Fix DTensor attr handling in make_fx tracer#2998
Conversation
|
@tugsbayasgalan for CooR we do need to have device meshes as inputs into the graph. The way CooR works is we hoist device meshes as inputs to the graph and then use custom ops to extract process groups such that the graph is the same across all ranks but at runtime different ranks use different process groups. I wonder if a more principled approach would be to have a DCE pass? cc @aorenste |
|
@bobrenjc93 Specifically for this PR, the bug was we were incorrectly lifting DeviceMesh as input because we incorrectly thought they were tensors. But yes, i do think we should find a more principled way to handle this. Probably something like this (https://github.com/pytorch/pytorch/blob/665a8750269104209a9e0f1ce35e642db0c31b4f/torch/_functorch/_aot_autograd/subclass_utils.py#L256).
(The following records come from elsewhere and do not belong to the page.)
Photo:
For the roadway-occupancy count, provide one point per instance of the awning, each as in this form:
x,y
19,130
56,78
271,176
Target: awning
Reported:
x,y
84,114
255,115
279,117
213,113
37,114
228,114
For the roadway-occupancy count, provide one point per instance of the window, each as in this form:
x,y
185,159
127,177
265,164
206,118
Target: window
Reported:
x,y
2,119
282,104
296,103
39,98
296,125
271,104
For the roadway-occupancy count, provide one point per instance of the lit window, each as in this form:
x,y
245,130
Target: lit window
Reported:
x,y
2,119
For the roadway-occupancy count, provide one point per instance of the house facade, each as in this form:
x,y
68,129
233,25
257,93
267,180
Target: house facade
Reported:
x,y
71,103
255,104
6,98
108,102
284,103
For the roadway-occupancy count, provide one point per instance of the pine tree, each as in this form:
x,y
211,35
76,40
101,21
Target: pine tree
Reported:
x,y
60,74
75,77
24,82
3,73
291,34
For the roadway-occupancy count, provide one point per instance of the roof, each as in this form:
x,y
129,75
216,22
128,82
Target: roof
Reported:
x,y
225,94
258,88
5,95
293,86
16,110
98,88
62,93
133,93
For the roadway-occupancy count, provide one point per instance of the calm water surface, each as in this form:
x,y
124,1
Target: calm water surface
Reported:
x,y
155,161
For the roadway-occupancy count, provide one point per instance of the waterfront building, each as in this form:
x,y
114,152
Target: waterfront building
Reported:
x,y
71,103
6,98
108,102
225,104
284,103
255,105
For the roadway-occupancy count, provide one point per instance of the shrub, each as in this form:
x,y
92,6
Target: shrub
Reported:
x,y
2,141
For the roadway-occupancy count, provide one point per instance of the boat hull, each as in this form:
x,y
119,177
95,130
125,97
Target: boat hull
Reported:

Basically, we should reuse subclass wrapping/unwrapping from AOTAutograd as much as possible. It has custom logic to handle opaque type objects like DeviceMesh seperately. |
Fix graph_trainer make_fx tracing for DTensor-backed module state by avoiding non-tensor DTensor attrs in the
traced graph inputs.
Previously, our subclass unwrap logic flattened every attribute returned by tensor_flatten(). For DTensor
this included non-tensor attrs like device_mesh, which leaked into the graph signature as untyped placeholders.